Nutritional Information

  • Calories: 304
  • Calories from fat: 147 grams
  • Cholesterol: 45 grams
  • Sodium: 736 milligrams
  • Fiber: 3 grams
  • Sugar: 3 grams
  • Protein: 7 grams

What Can Be Served With Black Angus Baked Potato Soup Recipe?

This potato soup is great on its own. But if you want to make a whole dining experience around it, we’ve got you covered with these awesome additions.

1. Roast beef/ham sandwich

Whether you choose the beef or the ham, add some cheese, maybe some lettuce and tomato. These meats are a great way to bring out all the flavors from the soup.

2. Garlic bread

Buy a baguette, fry it in some butter , and sprinkle on the garlic powder. It’s a filling addition to the soup and great for dipping too.

3. Chicken legs

Toss some legs on the grill. It’s a simple, but delicious way to make your meal complete.

4. Dinner rolls

Plain and simple for dipping.

5. German pretzels

The salt can bring out more of the potato flavor.

6. Biscuits

Light and fluffy, they can be put into the soup or dipped in the side.

7. Spinach salad with bacon dressing

A light but flavored addition to the hearty soup.

8. BLT chopped salad

Because you can never have too much bacon (feel free to substitute turkey bacon). Chop up the lettuce of your choice, a nice juicy tomato, some crisp bacon.

9. Baked Brussel sprouts

drizzle some olive oil and garlic powder for a great side dish.

10. Pomegranate wild rice salad

Combine some goat cheese, chopped pomegranate, and almonds over wild rice. Add a dressing if you like.

11. Sautéed kale

A bit of olive oil and pepper. A great addition to any meal.

My Soup Is Not Thick Enough. What Can I Do?

The easiest way to thicken a watery soup is to add flour or corn starch. Do not add it directly to the soup. It will clump up on the top.

Take some broth from the soup and place it in a separate bowl. Add a few tablespoons of the flour or cornstarch and whisk it until smooth. When the soup is simmering, gradually add the mix to the pot. Stirring it in completely.

Any Old Potato Will Do, Right?

Wrong. Choosing the proper potato for your soup is the most important part of the potato soup process. The word spud could make the soup too gummy or too gritty.
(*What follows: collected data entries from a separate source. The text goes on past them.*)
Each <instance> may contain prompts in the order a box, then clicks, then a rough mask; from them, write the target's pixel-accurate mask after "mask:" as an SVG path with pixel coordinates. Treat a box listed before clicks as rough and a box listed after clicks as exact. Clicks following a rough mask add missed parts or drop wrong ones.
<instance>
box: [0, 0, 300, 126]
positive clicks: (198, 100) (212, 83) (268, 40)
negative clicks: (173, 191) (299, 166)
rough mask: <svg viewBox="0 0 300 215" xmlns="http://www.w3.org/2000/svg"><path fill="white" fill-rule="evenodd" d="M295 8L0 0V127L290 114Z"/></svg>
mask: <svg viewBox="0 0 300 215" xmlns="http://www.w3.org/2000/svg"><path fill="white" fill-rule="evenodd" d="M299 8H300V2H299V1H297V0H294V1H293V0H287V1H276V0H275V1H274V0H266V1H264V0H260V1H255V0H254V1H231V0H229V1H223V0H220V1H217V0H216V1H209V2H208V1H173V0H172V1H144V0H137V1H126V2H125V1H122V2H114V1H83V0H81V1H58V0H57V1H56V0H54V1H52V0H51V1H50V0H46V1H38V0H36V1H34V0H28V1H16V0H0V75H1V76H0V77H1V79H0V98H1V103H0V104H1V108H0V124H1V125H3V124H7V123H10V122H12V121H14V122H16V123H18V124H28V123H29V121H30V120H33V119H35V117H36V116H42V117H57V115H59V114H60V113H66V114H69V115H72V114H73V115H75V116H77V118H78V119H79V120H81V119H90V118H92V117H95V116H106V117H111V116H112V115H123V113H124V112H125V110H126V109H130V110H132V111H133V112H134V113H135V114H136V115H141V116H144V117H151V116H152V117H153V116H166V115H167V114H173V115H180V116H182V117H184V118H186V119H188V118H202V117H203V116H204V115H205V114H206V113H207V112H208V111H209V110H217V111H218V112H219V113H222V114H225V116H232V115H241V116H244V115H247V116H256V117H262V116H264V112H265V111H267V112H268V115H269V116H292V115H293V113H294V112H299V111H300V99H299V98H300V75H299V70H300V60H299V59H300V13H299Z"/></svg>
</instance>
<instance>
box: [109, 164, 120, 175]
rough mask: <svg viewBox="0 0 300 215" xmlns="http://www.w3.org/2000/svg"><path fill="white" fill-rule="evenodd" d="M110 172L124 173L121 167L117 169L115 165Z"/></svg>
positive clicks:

Even if you do everything else perfectly, the wrong potato can turn your soup into a big pot of trash. So here’s a bit of spud education.
Basically, there are two types of potatoes sold. Don’t confuse types with varieties. There are over 4,000 varieties.


These potatoes contain a little water and a lot of starch. They are dry and fluffy. It makes them perfect for frying, baking, and purées. But not so much for soups.


Waxy potatoes have lots of water and little starch content. They are moist, crisp, creamy, and hold their shape. They are good for boiling and steaming. Waxy potatoes are the ones with which soup should be cooked. The best potatoes for soup are:

  • Yukon gold
  • fingerlings
  • red

Do not use Idaho or Russet for soup. They may be less expensive, but they are too starchy and the soup will be gummy.

Make sure to peel the entire potato and cook the potato all the way through or the soup will be gritty. A sliced potato usually takes about 10-15 minutes to cook once the water is boiling.

I Must Know More About Proper Potato Usage

Now that you know about potatoes and soup, here’s a bit more information on what potatoes are best for different types of cooking.

  • Baking: russet, long white, Peruvian
  • Boiled: New potatoes, round red, white
  • Fried: russet and white
  • Roasted: New, russet, Peruvian, long whites
  • Mashed: russets, long whites, yellow

How Can We Keep Potatoes Fresh and Safe?

Follow these tips to keep your potatoes in great cooking shape.

  • Store potatoes at a lower temperature. 43-60 degrees is ideal. Raw potatoes will keep for months in cool places. Cellars, basements, sheds, and garages are great places to keep your potatoes.
  • Keep them away from light. This prevents them from developing Solanine, a toxic chemical that can cause illness.
  • Place them in a bowl or paper bag. Potatoes need air to circulate around them to keep them fresh.
  • Do not seal them in plastic or lidded containers
  • Do not store them in the refrigerator or freezer.